Charities hit by council cuts

2 Aug 11
English local authorities have cut their funding to the voluntary sector by more than £110m this year, according to research published today.

Lucy Phillips | 2 August 2011

English local authorities have cut their funding to the voluntary sector by more than £110m this year, according to research published today.

The anti-cuts campaigners False Economy said more than 2,000 charities were having their council funding reduced or withdrawn altogether. The cuts total £110m so far but the group warned that the final figure was likely to be much higher.  

The research, backed by the Trades Union Congress, was based on 265 Freedom of Information requests to councils. It includes funding reductions of 5% or more.

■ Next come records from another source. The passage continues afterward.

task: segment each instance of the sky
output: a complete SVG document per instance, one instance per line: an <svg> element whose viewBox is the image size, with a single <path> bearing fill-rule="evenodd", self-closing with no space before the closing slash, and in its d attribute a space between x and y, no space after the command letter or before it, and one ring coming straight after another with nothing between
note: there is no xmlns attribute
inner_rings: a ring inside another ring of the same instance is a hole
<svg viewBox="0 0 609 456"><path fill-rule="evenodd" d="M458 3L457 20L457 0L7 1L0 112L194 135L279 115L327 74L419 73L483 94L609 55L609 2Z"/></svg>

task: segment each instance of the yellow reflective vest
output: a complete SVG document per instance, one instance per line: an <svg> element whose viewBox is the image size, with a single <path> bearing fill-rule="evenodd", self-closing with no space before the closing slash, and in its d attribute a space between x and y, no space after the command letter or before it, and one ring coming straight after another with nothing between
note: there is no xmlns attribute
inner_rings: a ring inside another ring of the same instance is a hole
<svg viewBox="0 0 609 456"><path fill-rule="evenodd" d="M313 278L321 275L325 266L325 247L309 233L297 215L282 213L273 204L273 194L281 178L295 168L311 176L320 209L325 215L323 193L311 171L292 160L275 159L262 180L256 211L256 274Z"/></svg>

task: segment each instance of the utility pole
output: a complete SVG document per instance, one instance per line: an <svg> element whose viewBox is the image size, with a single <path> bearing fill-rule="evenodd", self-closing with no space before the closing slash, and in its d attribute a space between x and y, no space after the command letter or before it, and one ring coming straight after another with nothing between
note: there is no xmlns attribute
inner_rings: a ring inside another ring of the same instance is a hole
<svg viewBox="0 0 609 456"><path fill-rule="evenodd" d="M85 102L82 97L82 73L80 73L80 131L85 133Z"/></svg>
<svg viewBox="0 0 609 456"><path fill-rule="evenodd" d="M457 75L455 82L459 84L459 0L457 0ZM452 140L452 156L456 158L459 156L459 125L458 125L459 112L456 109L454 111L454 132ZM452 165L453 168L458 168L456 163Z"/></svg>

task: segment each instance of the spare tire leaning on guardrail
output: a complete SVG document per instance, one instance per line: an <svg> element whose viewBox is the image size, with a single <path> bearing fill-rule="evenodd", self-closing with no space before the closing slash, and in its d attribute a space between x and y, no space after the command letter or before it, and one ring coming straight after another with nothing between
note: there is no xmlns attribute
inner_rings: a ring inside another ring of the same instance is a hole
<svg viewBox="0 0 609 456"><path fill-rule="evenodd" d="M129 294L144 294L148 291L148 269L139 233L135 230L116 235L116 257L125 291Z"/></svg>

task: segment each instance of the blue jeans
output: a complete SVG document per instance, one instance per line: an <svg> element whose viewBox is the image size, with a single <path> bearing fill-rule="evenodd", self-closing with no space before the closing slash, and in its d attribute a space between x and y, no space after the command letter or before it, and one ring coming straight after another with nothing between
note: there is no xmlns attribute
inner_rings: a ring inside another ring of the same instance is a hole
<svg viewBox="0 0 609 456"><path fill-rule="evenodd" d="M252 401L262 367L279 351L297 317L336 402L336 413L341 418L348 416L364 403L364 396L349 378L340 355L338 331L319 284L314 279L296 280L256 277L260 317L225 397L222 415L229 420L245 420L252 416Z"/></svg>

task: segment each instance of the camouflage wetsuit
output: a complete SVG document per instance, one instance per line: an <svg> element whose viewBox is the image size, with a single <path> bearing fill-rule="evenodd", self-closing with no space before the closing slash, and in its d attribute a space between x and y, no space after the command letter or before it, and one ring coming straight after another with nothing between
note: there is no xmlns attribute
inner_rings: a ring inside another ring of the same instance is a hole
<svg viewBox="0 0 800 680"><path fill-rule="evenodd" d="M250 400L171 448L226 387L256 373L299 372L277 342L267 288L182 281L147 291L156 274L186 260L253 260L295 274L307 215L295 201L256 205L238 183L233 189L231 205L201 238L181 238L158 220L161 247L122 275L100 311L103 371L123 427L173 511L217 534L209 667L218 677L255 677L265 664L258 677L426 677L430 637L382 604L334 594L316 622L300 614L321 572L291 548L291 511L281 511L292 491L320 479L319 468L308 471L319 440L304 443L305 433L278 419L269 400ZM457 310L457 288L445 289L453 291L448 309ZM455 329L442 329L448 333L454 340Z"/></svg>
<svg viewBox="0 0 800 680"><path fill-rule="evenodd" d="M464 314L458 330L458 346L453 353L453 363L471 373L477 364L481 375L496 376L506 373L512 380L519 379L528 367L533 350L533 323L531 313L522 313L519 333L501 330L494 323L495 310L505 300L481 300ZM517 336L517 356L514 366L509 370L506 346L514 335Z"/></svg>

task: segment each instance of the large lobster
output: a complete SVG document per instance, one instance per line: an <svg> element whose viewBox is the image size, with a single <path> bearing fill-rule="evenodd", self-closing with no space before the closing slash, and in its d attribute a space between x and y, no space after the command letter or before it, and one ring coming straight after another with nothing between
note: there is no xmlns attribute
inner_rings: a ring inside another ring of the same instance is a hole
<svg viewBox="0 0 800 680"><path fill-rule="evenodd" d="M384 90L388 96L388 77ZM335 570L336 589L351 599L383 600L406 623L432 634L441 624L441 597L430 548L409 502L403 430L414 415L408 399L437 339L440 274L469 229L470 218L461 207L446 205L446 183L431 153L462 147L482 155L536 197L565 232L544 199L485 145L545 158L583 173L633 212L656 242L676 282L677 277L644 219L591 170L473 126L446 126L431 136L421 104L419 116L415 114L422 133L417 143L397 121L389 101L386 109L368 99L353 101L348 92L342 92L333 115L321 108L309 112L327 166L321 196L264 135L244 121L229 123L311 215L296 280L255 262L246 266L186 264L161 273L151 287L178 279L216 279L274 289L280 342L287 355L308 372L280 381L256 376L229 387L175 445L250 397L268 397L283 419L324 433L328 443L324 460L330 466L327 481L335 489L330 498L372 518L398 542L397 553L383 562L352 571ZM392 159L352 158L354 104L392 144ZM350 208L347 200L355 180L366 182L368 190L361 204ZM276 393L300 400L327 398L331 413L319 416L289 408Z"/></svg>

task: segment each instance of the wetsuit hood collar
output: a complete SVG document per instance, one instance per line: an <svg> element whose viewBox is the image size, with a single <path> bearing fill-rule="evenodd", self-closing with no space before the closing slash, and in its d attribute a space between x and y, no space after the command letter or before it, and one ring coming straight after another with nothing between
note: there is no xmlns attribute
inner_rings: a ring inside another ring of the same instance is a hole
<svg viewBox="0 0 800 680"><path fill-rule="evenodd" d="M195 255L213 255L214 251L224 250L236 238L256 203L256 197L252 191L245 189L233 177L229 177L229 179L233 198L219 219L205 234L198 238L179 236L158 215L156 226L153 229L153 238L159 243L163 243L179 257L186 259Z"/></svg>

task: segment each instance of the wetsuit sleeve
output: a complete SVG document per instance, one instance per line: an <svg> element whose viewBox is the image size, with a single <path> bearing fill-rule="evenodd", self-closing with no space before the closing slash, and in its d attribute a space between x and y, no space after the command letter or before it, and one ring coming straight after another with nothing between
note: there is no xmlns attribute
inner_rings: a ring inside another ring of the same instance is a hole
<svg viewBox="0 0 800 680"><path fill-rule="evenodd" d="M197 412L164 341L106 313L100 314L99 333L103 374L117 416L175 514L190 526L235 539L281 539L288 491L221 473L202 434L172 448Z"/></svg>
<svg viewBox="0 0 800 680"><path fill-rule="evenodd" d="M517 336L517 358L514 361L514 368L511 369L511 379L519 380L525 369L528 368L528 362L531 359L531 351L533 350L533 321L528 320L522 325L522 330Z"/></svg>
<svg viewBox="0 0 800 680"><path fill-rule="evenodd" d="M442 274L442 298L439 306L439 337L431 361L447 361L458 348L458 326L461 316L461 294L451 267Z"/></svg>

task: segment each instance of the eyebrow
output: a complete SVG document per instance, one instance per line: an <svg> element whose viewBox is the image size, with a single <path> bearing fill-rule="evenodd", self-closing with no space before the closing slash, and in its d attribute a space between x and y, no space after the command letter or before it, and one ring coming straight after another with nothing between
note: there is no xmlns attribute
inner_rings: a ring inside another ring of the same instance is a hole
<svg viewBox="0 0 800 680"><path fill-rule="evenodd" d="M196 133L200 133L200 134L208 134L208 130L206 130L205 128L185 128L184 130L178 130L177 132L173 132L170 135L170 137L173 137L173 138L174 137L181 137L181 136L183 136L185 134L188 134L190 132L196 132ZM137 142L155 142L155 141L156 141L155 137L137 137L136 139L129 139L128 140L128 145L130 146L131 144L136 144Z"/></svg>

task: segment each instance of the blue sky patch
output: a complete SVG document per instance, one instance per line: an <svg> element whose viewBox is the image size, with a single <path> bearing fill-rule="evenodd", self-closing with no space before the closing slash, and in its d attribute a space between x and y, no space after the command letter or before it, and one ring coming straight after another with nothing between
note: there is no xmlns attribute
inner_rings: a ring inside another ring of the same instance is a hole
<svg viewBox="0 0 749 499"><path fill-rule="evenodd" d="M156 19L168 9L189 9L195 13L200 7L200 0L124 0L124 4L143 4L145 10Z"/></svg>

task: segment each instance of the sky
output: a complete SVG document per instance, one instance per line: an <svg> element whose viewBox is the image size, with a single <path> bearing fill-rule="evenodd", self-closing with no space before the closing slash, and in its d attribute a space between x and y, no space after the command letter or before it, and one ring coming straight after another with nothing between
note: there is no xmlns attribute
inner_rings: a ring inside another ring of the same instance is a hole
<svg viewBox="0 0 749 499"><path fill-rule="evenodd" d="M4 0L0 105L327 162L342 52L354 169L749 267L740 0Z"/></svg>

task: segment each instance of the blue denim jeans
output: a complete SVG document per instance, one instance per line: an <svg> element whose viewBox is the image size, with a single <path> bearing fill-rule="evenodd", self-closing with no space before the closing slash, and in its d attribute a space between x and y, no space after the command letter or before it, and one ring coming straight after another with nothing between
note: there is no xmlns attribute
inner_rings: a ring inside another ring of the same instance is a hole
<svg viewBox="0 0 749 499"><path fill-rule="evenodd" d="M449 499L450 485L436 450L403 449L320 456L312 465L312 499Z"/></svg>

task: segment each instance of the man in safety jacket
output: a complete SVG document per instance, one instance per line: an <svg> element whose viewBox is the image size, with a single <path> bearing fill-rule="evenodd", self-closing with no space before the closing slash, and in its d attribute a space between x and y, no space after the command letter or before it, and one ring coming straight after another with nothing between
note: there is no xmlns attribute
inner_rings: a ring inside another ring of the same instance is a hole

England’s biggest local authority, Birmingham City Council, has cut funding to the largest number of charities at 191.

Voluntary organisations for children and young people have been hit hardest, with 382 experiencing reductions. Some 151 disability charities, 142 elderly care charities and 112 adult care charities are also bearing the brunt of the cuts.

TUC  general secretary Brendan Barber said: 'These deep cuts to voluntary groups across the UK show that government claims that charities can replace direct services currently provided by central or local government are false. It sounds great, but in practice, the Big Society is looking more and more like a big con.'

False Economy's campaign director Clifford Singer added: 'Ministers talk up localism and say services will be better shaped locally, but the huge front-loaded cuts to councils mean that local decision-making simply gives councils the choice of which vulnerable people they should make suffer for an economic crisis they did nothing to cause.'

But the Local Government Association said councils had no choice but to withdraw funding from the third sector. LGA chair Sir Merrick Cockell said: ‘The severity of cuts to council budgets means savings are having to be made across the board, and, unfortunately, funding to charities, voluntary organisations and community groups is not exempt.

‘Decisions to reduce financial support to the voluntary sector will never be taken lightly and local authorities have rightly carried out full and frank consultations before reducing funding to groups.’

A spokesman from the Department for Communities and Local Government insisted councils had been given a ‘fair and progressive funding settlement’ that protected frontline services and the most vulnerable.

‘Councils have challenging decisions to make around how they prioritise spending but the government is clear that councils must resist any temptation to pass on disproportionate savings to the voluntary sector,’ the spokesman added.